The Beatles' supremacy in the poll comes as no surprise, as rock and pop surveys are rarely topped by anyone else.

Despite breaking up three decades ago, the group have consistently won titles such as last year's Album of the Millennium for Sergeant Pepper's Lonely Hearts Club Band.

A separate survey, carried out around the same time by Virgin Publishing, claimed to have covered 200,000 people in the UK and US. It placed the Beatles' Revolver first, while Sergeant Pepper came second.

The Fab Four were even once voted "the band people are least likely to hang up on" when telephone callers to a switchboard were put on hold.

The reason for this, according to Helen Reddington, lecturer in commercial music at the University of Westminster, is simple: "The Beatles are a Shakespeare for the 20th century. Their appeal spans generations and their lyrics are as accessible today as they were 30 years ago to a different generation."

The Music of the Millennium survey, which took nearly a year to complete, was conducted by HMV and Channel 4 Television in association with Classic FM.

The Beatles polled more than 20 per cent of the vote in the Best Band of All Time section, 15 per cent more than Queen, who came second.

Sergeant Pepper won the Best Album category with 4.6 per cent of the vote, more than twice as much as Michael Jackson's Thriller, which came second. Elvis Presley had six entries in the total list of 110, while the Beatles had five and Michael Jackson four.

More than 55 per cent of the shortlisted albums were released in the past 10 years, but the Seventies proved a more popular decade than the Eighties, polling 18 per cent of the entries compared with 11 per cent for the subsequent decade.

The vote for Most Influential Musician was slightly more eclectic, with two classical composers, Mozart and Bach, making it into the top 10, along with American icons Jimi Hendrix and Bob Dylan. At number five was Paul McCartney.

Robbie Williams was the only Nineties artist in the top 10, a success due at least in part to the popularity of his single "Angels", number three in the best song category. John Lennon and Paul McCartney took the top two positions for Best Songwriter, with Bob Dylan at number three.

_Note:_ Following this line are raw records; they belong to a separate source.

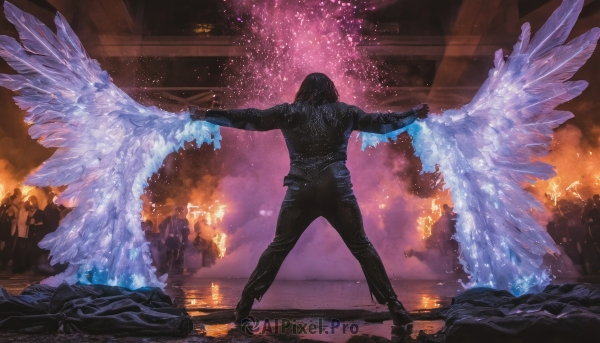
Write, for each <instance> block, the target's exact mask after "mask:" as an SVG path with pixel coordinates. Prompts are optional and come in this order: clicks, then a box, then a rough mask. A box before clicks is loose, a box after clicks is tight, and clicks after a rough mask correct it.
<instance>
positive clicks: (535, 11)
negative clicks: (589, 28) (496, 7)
mask: <svg viewBox="0 0 600 343" xmlns="http://www.w3.org/2000/svg"><path fill="white" fill-rule="evenodd" d="M594 1H595V0H585V1H584V6H586V5H589V4H590V3H592V2H594ZM562 2H563V0H550V1H549V2H547V3H546V4H544V5H542V6H540V7H539V8H538V9H536V10H535V11H533V12H530V13H528V14H527V15H526V16H524V17H522V18H521V19H520V24H521V25H523V24H525V23H530V24H531V29H532V31H533V32H535V31H537V30H539V29H540V28H541V27H542V25H544V23H545V22H546V20H548V18H550V16H551V15H552V13H553V12H554V11H555V10H556V9H557V8H558V6H560V4H562Z"/></svg>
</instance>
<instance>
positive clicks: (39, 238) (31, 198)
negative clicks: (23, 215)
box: [28, 195, 46, 271]
mask: <svg viewBox="0 0 600 343" xmlns="http://www.w3.org/2000/svg"><path fill="white" fill-rule="evenodd" d="M28 202H29V234H28V240H29V242H28V243H29V258H30V261H31V265H32V267H33V268H34V270H35V271H37V269H38V266H39V265H40V264H42V261H40V259H41V258H42V253H43V250H42V248H40V247H39V246H38V244H39V243H40V241H41V240H42V238H44V236H46V232H45V231H46V230H45V228H44V211H42V210H40V208H39V205H38V200H37V198H36V197H35V196H33V195H32V196H30V197H29V200H28Z"/></svg>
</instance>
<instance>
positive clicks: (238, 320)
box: [235, 295, 254, 325]
mask: <svg viewBox="0 0 600 343" xmlns="http://www.w3.org/2000/svg"><path fill="white" fill-rule="evenodd" d="M252 305H254V298H253V297H248V296H244V295H242V299H241V300H240V302H239V303H238V304H237V306H236V307H235V324H237V325H240V324H241V323H242V320H243V319H244V318H246V317H248V315H250V311H251V310H252Z"/></svg>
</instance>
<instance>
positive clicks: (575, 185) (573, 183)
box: [565, 181, 584, 201]
mask: <svg viewBox="0 0 600 343" xmlns="http://www.w3.org/2000/svg"><path fill="white" fill-rule="evenodd" d="M578 184H579V181H575V182H573V183H572V184H571V185H570V186H569V187H567V189H565V190H567V191H568V190H571V192H572V193H573V195H575V196H577V197H578V198H579V200H581V201H584V200H583V198H582V197H581V195H580V194H579V192H578V191H577V185H578Z"/></svg>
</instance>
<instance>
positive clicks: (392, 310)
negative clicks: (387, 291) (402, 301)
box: [388, 299, 412, 327]
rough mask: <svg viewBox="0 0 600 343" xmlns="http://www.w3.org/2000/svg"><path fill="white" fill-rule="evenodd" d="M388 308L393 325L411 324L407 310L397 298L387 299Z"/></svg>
mask: <svg viewBox="0 0 600 343" xmlns="http://www.w3.org/2000/svg"><path fill="white" fill-rule="evenodd" d="M388 309H389V310H390V314H391V315H392V320H393V321H394V325H395V326H406V327H407V326H412V319H410V316H409V315H408V311H406V309H405V308H404V306H402V303H401V302H399V301H398V299H390V301H388Z"/></svg>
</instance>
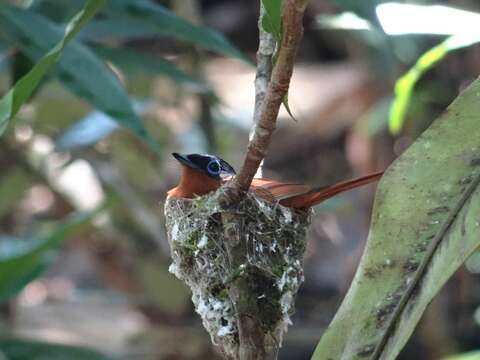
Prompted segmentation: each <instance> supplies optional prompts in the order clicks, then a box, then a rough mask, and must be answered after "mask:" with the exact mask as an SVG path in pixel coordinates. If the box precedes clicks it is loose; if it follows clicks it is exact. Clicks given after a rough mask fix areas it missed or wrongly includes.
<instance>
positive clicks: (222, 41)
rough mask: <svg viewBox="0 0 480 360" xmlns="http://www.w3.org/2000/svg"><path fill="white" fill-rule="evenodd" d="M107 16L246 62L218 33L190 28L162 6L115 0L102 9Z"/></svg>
mask: <svg viewBox="0 0 480 360" xmlns="http://www.w3.org/2000/svg"><path fill="white" fill-rule="evenodd" d="M105 11H106V12H107V13H108V14H111V15H114V16H115V17H117V18H119V19H122V18H126V19H130V20H132V21H135V22H136V23H138V24H139V25H140V26H145V25H148V26H150V27H151V28H153V29H156V30H157V32H158V33H160V34H163V35H169V36H174V37H176V38H178V39H181V40H184V41H189V42H192V43H194V44H195V45H198V46H200V47H202V48H205V49H208V50H212V51H215V52H218V53H220V54H223V55H226V56H232V57H236V58H239V59H241V60H244V61H246V62H250V61H249V60H248V59H247V58H246V57H245V55H244V54H243V53H242V52H241V51H239V50H238V49H237V48H236V47H234V46H233V45H232V44H231V43H230V42H229V41H228V40H227V39H226V38H225V37H224V36H223V35H222V34H220V33H219V32H216V31H214V30H212V29H209V28H207V27H204V26H198V25H193V24H191V23H190V22H188V21H186V20H184V19H182V18H180V17H178V16H177V15H175V14H174V13H173V12H171V11H170V10H168V9H166V8H165V7H163V6H161V5H159V4H156V3H154V2H152V1H149V0H115V1H109V2H108V3H107V6H106V7H105Z"/></svg>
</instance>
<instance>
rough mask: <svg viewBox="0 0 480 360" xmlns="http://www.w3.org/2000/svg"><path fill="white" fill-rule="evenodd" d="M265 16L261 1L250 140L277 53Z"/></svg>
mask: <svg viewBox="0 0 480 360" xmlns="http://www.w3.org/2000/svg"><path fill="white" fill-rule="evenodd" d="M264 15H265V8H264V6H263V2H262V1H260V16H259V17H258V32H259V42H258V50H257V73H256V76H255V109H254V112H253V125H252V129H251V131H250V138H249V140H250V141H252V140H253V136H254V134H255V131H256V129H257V124H258V122H259V120H260V116H261V113H262V112H261V111H262V105H263V100H264V99H265V94H266V93H267V88H268V84H269V83H270V79H271V77H272V69H273V64H272V59H273V54H274V52H275V46H276V41H275V38H274V37H273V35H272V34H270V33H268V32H266V31H265V30H263V26H262V20H263V16H264ZM256 176H257V177H261V176H262V165H261V164H260V166H259V167H258V171H257V173H256Z"/></svg>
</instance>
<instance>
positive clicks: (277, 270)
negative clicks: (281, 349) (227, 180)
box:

Queen's "Bohemian Rhapsody" knocked the Beatles off the top spot in the Best Song category, but the Liverpool quartet managed nine songs in the top 110, followed by Elvis with eight and five from Oasis.

There were more than twice as many songs from the Nineties as the Sixties in the full list, and again the Eighties produced fewer hits than the Seventies.

Louis Armstrong was voted Best Jazz Musician with the highest ranked Brit, Courtney Pine, coming only 11th.

British women featured poorly in the Best Female Singer category, with Americans taking the top seven positions in the poll, which was topped by Madonna.

Vivaldi's Four Seasons won the Best Piece of Classical Music category. Beethoven had three entries in the top 10 and Mozart scored the highest number of entries in the list of 111.

The full results of the poll will be revealed on Channel 4, from 9pm on November 13.